Tito sarebbe rimasto volentieri a tavola, tanto d’aver il tempo di mangiare un altro po’ di frutte, e di metterne in tasca per la mattina dopo; ma suo padre lo teneva d’occhio e dovette uscire cogli altri. Avrebbe rinunciato al caffè… ma poi, sentendosi pieno come un botticino, ne prese una tazza, che empì a mezzo di zucchero.
Si sentiva obeso, aveva sonno, ma il pensiero di potere, senz’essere visto dare una capatina nella sala da pranzo, lo tenne sveglio.

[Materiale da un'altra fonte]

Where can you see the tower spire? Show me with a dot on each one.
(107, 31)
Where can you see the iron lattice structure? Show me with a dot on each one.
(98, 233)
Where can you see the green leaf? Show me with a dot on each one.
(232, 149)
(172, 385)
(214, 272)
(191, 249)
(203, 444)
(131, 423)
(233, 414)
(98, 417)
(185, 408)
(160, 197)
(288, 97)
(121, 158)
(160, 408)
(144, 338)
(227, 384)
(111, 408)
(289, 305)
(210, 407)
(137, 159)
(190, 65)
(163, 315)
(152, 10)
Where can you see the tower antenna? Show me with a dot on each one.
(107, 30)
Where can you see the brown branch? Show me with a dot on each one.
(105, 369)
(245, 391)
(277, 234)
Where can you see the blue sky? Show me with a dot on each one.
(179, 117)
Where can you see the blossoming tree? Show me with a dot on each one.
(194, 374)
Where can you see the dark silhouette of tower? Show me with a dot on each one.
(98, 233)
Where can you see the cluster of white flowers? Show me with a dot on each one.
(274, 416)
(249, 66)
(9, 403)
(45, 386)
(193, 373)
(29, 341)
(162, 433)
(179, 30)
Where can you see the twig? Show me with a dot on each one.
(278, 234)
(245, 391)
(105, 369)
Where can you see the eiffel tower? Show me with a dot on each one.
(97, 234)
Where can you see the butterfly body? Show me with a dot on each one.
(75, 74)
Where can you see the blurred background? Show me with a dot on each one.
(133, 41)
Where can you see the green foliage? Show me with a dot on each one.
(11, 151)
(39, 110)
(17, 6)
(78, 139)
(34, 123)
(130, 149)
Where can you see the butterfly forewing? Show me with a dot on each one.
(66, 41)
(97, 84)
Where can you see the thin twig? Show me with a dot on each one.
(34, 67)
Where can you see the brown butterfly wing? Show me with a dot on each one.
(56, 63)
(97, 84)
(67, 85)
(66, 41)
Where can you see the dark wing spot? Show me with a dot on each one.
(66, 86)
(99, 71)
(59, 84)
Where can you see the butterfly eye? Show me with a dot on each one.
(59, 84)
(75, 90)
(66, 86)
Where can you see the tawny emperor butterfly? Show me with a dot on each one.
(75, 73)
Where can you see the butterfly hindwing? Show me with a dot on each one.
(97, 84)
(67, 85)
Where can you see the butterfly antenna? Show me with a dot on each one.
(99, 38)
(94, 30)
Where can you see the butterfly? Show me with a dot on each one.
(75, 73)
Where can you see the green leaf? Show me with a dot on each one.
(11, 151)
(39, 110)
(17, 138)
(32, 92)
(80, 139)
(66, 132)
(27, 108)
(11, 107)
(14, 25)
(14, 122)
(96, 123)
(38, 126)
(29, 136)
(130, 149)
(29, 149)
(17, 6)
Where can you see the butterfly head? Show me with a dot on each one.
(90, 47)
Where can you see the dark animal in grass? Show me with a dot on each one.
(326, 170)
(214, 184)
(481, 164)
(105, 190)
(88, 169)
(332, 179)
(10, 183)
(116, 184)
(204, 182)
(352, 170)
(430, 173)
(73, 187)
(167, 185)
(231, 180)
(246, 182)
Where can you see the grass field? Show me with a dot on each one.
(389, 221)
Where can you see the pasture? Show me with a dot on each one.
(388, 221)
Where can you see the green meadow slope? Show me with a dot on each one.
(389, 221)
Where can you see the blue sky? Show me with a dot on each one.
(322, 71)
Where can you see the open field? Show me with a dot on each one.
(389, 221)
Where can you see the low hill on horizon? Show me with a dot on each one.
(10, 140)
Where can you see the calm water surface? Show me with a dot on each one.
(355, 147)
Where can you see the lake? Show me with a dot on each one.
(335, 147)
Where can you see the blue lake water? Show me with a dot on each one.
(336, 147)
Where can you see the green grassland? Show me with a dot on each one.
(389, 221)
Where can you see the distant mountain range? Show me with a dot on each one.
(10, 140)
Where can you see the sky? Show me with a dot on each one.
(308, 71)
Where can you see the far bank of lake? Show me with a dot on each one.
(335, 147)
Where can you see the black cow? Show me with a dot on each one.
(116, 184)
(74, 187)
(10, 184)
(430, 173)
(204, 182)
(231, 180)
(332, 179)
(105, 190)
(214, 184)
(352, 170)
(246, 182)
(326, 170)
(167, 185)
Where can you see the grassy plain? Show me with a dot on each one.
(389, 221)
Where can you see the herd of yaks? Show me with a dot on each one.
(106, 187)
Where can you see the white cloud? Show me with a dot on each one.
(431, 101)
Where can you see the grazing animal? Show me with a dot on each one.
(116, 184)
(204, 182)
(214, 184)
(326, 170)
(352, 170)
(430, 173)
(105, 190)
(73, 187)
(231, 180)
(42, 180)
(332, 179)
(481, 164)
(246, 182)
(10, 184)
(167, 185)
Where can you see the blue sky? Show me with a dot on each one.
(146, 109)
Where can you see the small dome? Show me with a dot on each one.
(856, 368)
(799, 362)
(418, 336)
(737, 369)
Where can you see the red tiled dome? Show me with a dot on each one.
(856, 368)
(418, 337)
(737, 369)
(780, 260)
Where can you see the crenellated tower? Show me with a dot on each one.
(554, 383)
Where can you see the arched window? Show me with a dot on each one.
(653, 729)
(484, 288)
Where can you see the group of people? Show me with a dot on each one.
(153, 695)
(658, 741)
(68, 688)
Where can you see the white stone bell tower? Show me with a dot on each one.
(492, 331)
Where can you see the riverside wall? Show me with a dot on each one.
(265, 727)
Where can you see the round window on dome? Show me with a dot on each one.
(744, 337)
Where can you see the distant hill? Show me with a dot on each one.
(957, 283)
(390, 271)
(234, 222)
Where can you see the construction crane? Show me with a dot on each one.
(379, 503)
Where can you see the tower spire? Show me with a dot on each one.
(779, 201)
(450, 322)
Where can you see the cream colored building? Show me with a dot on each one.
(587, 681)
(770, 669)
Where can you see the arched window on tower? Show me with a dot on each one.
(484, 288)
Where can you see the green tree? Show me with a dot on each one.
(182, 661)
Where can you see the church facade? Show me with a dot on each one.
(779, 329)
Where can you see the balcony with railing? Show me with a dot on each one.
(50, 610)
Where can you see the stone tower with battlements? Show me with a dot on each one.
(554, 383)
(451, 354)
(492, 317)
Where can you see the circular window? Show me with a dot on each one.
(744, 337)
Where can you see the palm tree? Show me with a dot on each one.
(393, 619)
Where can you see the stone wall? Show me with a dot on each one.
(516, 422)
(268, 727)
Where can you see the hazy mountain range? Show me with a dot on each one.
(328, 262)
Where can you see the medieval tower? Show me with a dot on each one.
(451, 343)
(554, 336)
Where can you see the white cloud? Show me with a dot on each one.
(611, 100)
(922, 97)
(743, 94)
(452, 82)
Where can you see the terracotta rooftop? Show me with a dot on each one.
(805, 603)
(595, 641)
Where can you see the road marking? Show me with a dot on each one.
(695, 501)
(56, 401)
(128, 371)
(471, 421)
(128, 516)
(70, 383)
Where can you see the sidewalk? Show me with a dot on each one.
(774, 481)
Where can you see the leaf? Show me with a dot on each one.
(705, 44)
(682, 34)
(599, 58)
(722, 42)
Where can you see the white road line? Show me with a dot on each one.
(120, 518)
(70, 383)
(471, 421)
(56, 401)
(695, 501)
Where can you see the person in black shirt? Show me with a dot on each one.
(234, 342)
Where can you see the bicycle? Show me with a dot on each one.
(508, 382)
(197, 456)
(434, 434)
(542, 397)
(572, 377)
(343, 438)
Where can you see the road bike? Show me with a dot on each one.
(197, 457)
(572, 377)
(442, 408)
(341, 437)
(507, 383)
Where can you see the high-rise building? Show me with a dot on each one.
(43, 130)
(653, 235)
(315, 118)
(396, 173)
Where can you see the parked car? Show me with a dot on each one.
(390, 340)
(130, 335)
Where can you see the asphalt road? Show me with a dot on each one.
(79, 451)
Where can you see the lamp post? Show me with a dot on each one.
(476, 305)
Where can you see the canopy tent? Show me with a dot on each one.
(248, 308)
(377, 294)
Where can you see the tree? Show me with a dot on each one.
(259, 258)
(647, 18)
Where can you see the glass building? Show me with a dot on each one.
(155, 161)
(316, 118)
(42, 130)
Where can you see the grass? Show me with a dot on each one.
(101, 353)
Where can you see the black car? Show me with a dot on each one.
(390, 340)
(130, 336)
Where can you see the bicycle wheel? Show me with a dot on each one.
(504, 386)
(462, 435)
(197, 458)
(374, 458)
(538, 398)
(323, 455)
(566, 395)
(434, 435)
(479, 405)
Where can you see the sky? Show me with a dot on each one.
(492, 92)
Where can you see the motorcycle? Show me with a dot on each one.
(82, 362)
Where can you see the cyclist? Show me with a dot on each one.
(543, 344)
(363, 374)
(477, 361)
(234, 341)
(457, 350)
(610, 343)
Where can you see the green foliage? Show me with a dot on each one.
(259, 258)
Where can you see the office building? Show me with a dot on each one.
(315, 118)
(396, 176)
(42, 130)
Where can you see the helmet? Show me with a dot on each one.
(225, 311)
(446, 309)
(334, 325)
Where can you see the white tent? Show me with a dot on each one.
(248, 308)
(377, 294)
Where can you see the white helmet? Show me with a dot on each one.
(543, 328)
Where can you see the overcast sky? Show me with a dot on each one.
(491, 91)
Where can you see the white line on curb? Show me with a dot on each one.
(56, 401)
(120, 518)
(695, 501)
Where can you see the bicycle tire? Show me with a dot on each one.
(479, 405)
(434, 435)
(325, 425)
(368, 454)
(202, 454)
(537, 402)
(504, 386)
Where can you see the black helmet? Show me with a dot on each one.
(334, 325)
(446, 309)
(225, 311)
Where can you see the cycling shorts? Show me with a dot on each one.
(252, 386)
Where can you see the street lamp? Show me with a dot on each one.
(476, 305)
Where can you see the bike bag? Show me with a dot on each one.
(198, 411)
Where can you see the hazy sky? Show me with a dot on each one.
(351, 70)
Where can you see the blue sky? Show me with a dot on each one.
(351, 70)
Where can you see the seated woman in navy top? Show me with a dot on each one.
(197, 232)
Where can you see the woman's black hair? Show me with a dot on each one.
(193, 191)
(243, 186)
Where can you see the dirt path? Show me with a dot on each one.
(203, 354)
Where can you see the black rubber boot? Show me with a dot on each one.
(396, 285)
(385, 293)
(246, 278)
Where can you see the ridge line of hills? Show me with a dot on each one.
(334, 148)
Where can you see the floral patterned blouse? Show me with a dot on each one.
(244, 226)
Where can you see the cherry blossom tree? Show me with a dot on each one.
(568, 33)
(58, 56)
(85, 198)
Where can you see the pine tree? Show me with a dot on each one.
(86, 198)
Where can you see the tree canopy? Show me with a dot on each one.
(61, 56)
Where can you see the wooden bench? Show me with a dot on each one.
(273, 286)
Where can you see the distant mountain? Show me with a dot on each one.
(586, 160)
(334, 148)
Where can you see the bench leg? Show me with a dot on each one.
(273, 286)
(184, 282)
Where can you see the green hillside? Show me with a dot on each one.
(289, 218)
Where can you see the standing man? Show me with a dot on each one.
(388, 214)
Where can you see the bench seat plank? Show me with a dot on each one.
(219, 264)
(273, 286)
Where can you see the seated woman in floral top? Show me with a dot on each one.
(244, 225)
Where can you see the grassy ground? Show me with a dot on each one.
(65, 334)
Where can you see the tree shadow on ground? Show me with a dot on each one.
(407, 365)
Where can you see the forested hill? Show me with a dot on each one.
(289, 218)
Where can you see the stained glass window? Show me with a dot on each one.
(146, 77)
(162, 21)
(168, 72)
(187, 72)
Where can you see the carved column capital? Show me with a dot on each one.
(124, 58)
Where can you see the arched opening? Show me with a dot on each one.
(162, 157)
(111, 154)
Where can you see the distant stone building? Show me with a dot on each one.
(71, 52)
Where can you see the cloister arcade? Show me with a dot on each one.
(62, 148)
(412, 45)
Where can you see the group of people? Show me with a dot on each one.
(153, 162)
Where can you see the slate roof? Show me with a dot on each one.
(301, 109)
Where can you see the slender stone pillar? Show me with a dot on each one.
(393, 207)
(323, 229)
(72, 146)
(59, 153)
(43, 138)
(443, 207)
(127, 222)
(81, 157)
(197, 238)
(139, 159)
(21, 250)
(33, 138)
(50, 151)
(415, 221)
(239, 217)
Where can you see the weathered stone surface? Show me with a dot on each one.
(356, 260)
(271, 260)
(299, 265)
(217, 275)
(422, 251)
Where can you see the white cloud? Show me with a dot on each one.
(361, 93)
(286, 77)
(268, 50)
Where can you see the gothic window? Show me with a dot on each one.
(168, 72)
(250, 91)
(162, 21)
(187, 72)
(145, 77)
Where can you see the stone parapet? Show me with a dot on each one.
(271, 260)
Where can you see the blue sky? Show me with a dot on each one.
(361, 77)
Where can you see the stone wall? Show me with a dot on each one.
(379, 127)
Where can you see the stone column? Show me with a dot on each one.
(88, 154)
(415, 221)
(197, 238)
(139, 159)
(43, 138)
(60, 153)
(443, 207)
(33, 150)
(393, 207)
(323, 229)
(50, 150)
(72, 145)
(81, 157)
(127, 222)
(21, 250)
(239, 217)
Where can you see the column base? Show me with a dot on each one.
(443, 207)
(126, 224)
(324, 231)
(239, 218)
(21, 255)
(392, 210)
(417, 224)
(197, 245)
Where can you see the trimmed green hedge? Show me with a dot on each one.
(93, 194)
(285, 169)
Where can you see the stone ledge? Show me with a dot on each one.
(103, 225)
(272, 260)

Infatti, colto il momento che babbo era uscito e la mamma parlava col dottore, Tito Timoleoni, pian pianino, entrò nella sala, e vista la fruttiera, la saccheggiò riempiendosene le tasche.
Tornò vicino al fuoco; ma la gola non gli diede requie. Si ficcò in bocca una pera e a poco a poco di soppiatto la trangugiò.
Suo padre se ne accorse.
– Oh Tito! e quando la finisci?
Lui fece segno di no colla testa.
– Oh! tu continui a mangiare?
Altro segno negativo da parte di Tito. Mandò giù il grosso boccone, e finalmente potè rispondere una bugia:
– Non mangio mica io.
Tutti risero, ma il babbo gli disse:
– Ma se avevi la bocca piena proprio adesso!
– Oh! era una piccola pera.
Visto che non c’era mezzo di mangiare in pace, il ragazzo disse che aveva sonno e se ne andò in camera, dove spogliandosi, ad uno ad uno mise in bocca il resto dei frutti. S’addormentò, si può dire colla bocca piena; ma svegliatosi dopo un’ora gli parve che la stanza gli girasse d’intorno; sentiva un gran mal di capo e dei dolori al ventre. Per un po’ soffrì, ma il male crebbe; gli parve di morire.
Chiamò, urlò. Corse la mamma che capì subito di che si trattava.
Il dottore sali col babbo nella stanza di Tito e disse trattarsi d’una terribile indigestione; ordinò dei pannilini caldi allo stomaco e mandò a prendere un emetico. Tito Timoleoni fu costretto, dirò così, a restituire la roba mangiata con tanta ingordigia; ma pareva guarito e la notte dormì.
– Ahimé! la mattina dopo non potè alzarsi.
Tornò il medico, e ordinò dieta rigorosa tutt’al più un po’ di brodo.
– Povero Tito! passò in letto, e a digiuno Natale e Santo Stefano – e al martedì dovette ripartire per Milano.